台風のせいで頼んでおいたスマホが届くのが遅れています。暇なので関係ないことを書きます。

情報理論のエントロピー・・・

昔、そこそこの学力がある後輩が彼の後輩に対して、エントロピーの説明をしているのを聞くとはなく聞いていたのですが、その説明がチンプンカンプンだったのを思い出しました。どう説明するのかを考えたので・・

ここでは、情報量とエントロピーという言葉だけを使います。

エントロピーというのは不確実さを表します。

Aさんがサイコロを転がして出た目をBさんがそれを見ずに当てる状況を想像してみてください。

Bさんには6個の選択肢があります。

ここで、Aさんが出た目は偶数だということをBさんに伝えるとどうなるでしょうか?

Bさんには3個の選択肢だけが残ります。

BさんはAさんの情報を得たことによって、サイコロの目を当てる上での不確実さが減りました。

Bさんが取得した情報の量は、不確実さが減った分と解釈できます。

これを数値化したものが情報量。

数値化のためには不確実さを数値化すれば良いのですが、

情報理論では、各事象が起こる情報量の期待値とされています。

数式にするとこうなります。

エントロピー(不確実さ) H = -Σpi log(pi)

pi : 事象iが起こる確率、Σpi = 1 です。

不確実さが大きいほどエントロピーHは大きな値をとります。

一般に、起こりえる事象の数が増えるほど大きくなります。

  • log(1)=0 < -log(1/2)=log2 < -log(1/3)=log3 < ・・・< -log(1/100)=log100 < ・・・

また、各事象の起こる確率が均等になる(どれが起こるかよりわからない)ほど大きな値になります。
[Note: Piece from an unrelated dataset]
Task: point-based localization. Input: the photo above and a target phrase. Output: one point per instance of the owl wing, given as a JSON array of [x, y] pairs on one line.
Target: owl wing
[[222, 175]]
いかさまサイコロで、1の目が90%出るということだと、エントロピーは小さくなります。

さて、Aさんから情報を受け取る前の状態について考えると、1から6までの可能性があります。

6個の事象があり、それらの起こる確率は1/6です。

エントロピーはlog6になります。

H1 = -1/6log(1/6) + -1/6log(1/6) + -1/6log(1/6) + -1/6log(1/6) + -1/6log(1/6) + -1/6log(1/6) = log6

次に、Aさんから情報を受け取った後の状態について考えます。

出た目が偶数だということが分かっているので、2,4,6の選択肢があります。

3個の事象があり、それらの起こる確率は1/3です。

エントロピーは

H2 = -1/3log(1/3) + -1/3log(1/3) + -1/3log(1/3) = log3

さて、不確実さが減った分が情報量なので、不確実さの差分をとってみます。

H1 - H2 = log6 - log3 = log(6/3) = log2

受け取った情報量はlog2ということになります。

ちなみに、情報量 I は下記の式で表されます。

I = -log(pi)

pi: 事象iが起こる確率

サイコロの目が偶数という情報に上の式を適用すると、

サイコロの目が偶数になる確率が 1/2 なので、- log(1/2)=log2となります。

先述のH1-H2の結果と一致します。